A proposal to ban ranked choice voting in California is expected to be heard in a legislative committee in the coming weeks, leaving lawmakers to weigh a measure that would alter the way elections are completed in several cities across the state.
The proposal, contained in Assembly Bill 2808, would prohibit ranked choice voting in state and local elections. A ranked choice voting system allows voters to rank candidates based on preference, having voters indicate their first choice, second choice and so on.
The bill’s author, Assemblymember Patrick O’Donnell, said in a statement that ranked choice voting “allows an election to be gamed.”
“Our democracy and our recent elections may be under heightened stress and scrutiny right now, but our long-established voting system is strong,” O’Donnell said. “We are a model for the world.
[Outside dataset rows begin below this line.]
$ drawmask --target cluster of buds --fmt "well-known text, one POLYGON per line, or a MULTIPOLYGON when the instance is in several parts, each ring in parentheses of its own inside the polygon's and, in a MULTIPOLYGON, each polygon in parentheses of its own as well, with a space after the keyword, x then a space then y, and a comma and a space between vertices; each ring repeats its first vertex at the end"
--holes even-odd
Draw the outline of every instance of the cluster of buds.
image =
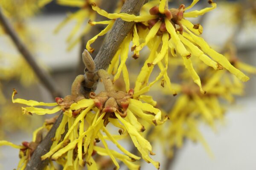
POLYGON ((151 28, 158 21, 160 21, 162 23, 158 30, 158 34, 161 34, 166 32, 167 30, 164 22, 165 18, 166 18, 171 21, 175 29, 176 29, 176 25, 179 26, 179 28, 177 28, 177 30, 182 34, 183 28, 180 21, 183 18, 184 9, 185 9, 185 5, 181 4, 177 9, 175 8, 171 8, 169 10, 165 9, 163 13, 161 13, 159 11, 158 7, 156 6, 152 7, 149 10, 150 14, 151 15, 158 15, 159 17, 156 19, 149 20, 148 22, 149 28, 151 28))

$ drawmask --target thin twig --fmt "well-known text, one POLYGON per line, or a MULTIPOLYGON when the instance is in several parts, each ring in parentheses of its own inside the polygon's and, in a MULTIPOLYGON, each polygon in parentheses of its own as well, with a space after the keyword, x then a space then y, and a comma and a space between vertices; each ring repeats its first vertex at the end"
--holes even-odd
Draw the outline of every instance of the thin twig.
MULTIPOLYGON (((127 0, 122 8, 121 12, 138 15, 140 8, 146 0, 127 0)), ((107 68, 134 23, 120 19, 117 20, 94 60, 97 70, 107 68)), ((26 170, 44 169, 47 162, 42 161, 41 156, 49 150, 52 142, 51 139, 55 135, 56 130, 61 122, 63 115, 63 114, 60 115, 46 137, 38 145, 27 165, 26 170)))
MULTIPOLYGON (((104 3, 104 0, 102 0, 102 2, 99 7, 108 11, 108 12, 112 13, 116 8, 116 4, 118 0, 108 0, 108 3, 104 3)), ((99 14, 97 14, 96 16, 96 21, 103 21, 106 19, 106 17, 99 14)), ((81 40, 81 45, 80 48, 80 52, 79 56, 79 63, 76 71, 77 74, 84 74, 84 65, 81 57, 81 54, 84 52, 87 42, 93 38, 95 35, 98 34, 101 31, 104 29, 105 26, 102 24, 96 24, 92 27, 90 31, 83 36, 81 40)), ((94 52, 91 54, 93 59, 94 59, 96 54, 99 52, 100 47, 103 43, 104 39, 105 37, 105 35, 102 36, 99 36, 95 42, 92 44, 92 46, 94 49, 94 52)))
MULTIPOLYGON (((145 0, 127 0, 125 3, 120 12, 137 15, 145 1, 145 0)), ((120 18, 116 20, 95 57, 94 62, 96 64, 96 70, 107 68, 134 24, 133 22, 124 21, 120 18)))
POLYGON ((26 45, 22 42, 12 26, 9 23, 8 19, 3 14, 1 7, 0 7, 0 22, 2 23, 5 31, 9 35, 17 49, 32 68, 41 82, 51 93, 52 97, 55 98, 56 97, 61 96, 62 96, 61 93, 57 89, 57 86, 55 84, 53 79, 38 65, 35 60, 35 57, 33 56, 26 45))

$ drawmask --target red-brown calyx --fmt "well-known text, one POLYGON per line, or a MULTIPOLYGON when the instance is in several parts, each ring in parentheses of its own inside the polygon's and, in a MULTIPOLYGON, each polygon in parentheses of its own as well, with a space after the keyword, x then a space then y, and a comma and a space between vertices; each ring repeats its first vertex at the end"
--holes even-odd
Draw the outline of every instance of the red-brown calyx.
POLYGON ((175 25, 179 26, 177 30, 181 33, 183 31, 182 25, 180 23, 183 18, 183 13, 184 13, 184 9, 185 6, 182 4, 180 7, 177 9, 172 8, 171 9, 165 9, 163 14, 161 14, 159 11, 159 8, 157 6, 154 6, 149 10, 149 13, 151 15, 158 15, 158 17, 154 19, 148 21, 148 27, 151 29, 158 21, 160 21, 162 22, 161 26, 158 30, 158 34, 162 34, 167 31, 166 26, 164 22, 165 19, 167 18, 171 21, 173 26, 176 28, 175 25))
POLYGON ((105 125, 106 125, 108 118, 116 118, 115 112, 118 112, 122 117, 126 116, 129 99, 132 97, 134 91, 132 89, 130 89, 128 93, 113 90, 102 91, 98 95, 91 92, 89 97, 93 99, 96 106, 102 112, 106 113, 103 117, 105 120, 105 125))

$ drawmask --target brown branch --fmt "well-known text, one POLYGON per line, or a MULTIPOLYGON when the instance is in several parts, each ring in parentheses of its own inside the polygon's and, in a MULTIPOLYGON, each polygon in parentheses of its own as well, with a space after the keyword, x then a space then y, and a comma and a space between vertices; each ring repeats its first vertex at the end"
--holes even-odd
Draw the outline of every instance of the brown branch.
POLYGON ((33 56, 26 45, 22 42, 12 26, 3 14, 1 7, 0 7, 0 22, 2 23, 5 32, 9 35, 18 50, 32 68, 41 82, 50 92, 52 97, 55 98, 55 97, 61 96, 61 93, 55 84, 53 79, 37 63, 35 60, 35 57, 33 56))
MULTIPOLYGON (((99 5, 99 7, 102 9, 110 13, 113 12, 114 10, 116 8, 116 3, 119 1, 118 0, 108 0, 108 3, 104 3, 104 0, 102 0, 102 3, 99 5)), ((105 17, 97 14, 95 20, 96 21, 100 21, 105 20, 105 19, 106 18, 105 17)), ((80 52, 79 53, 79 62, 76 71, 77 74, 84 74, 84 65, 82 61, 81 54, 84 52, 84 50, 86 45, 86 43, 87 43, 87 42, 89 40, 93 38, 95 35, 98 34, 101 30, 104 29, 105 27, 105 26, 102 24, 96 24, 94 26, 92 26, 90 31, 81 38, 80 52)), ((105 35, 99 37, 95 42, 92 44, 92 47, 94 49, 94 52, 93 53, 91 54, 93 59, 95 58, 96 54, 99 52, 100 47, 103 43, 105 37, 105 35)))
MULTIPOLYGON (((122 8, 121 12, 138 15, 140 8, 145 1, 146 0, 127 0, 122 8)), ((107 68, 134 23, 120 19, 117 20, 94 60, 97 70, 107 68)), ((55 135, 56 130, 61 122, 63 115, 63 114, 60 115, 46 137, 38 145, 27 165, 26 170, 42 170, 47 165, 47 162, 42 161, 41 158, 49 150, 52 142, 51 139, 55 135)))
We must not abandon our voting principles to chase the election flavor of the month.”
If passed, the proposal would shift how elections are completed in several areas across the state. Berkeley, Oakland, San Leandro and San Francisco adopted a ranked-voting system in the early 2000s and have used it for more than a decade to elect city officials, according to Fair Vote, an advocate of ranked choice voting. Additionally, Albany, Eureka and Palm Desert were set to begin using a ranked-voting system for local elections starting in November 2022.
The method is also used widely in several other states, including Utah, where it is utilized for elections in 20 cities. The state of Maine also adopted ranked choice voting in 2016 and used it in 2018 for all state and federal primary elections and general elections for Congress, according to Fair Vote. Maine used the system in 2020 for the general election for president as well.
Proponents of the system say the method helps improve diversity among elected officials and reduces polarization by incentivizing candidates to appeal to broader swaths of voters.
“There’s a simple, cost-effective change that is proven to make democracy more fair, more representative, and more functional. It’s called Ranked Choice Voting, and it’s already making government better in California and other states across the U.S.,” the California RCV (Ranked Choice Voting) Coalition wrote on its website.
O’Donnell, however, said he believes the current voting system works as is, even if it results in a run-off election. Within the bill text, O’Donnell wrote that ranked choice voting is “fundamentally more complicated” than other alternatives and can lead to mistakes that could “further disenfranchise voters.”
Opponents of the system also argue that ranked choice voting can lead to situations where a winning candidate will fall short of a majority of the vote. In the bill text, O’Donnell wrote that elections where winners fail to receive a “plurality of the vote”, is an “undemocratic outcome.”
“[The current system] is the best system out there and California should stick with what works and not follow fads that alter the voice of voters,” O’Donnell said. “Elections can be messy and the process takes time, but that’s how democracy works and we should not change it. The right to vote is a fundamental American value and should not be molded into something akin to playing a predictive video game.”
This bill is not the first time lawmakers have backed measures to prohibit ranked choice voting. Tennessee recently moved forward with its own ban on ranked choice voting earlier this week. Gov. Bill Lee signed legislation on Monday prohibiting the system from being used in state and local elections.
O’Donnell’s bill could be heard in committee on March 21, according to the state’s legislative tracker.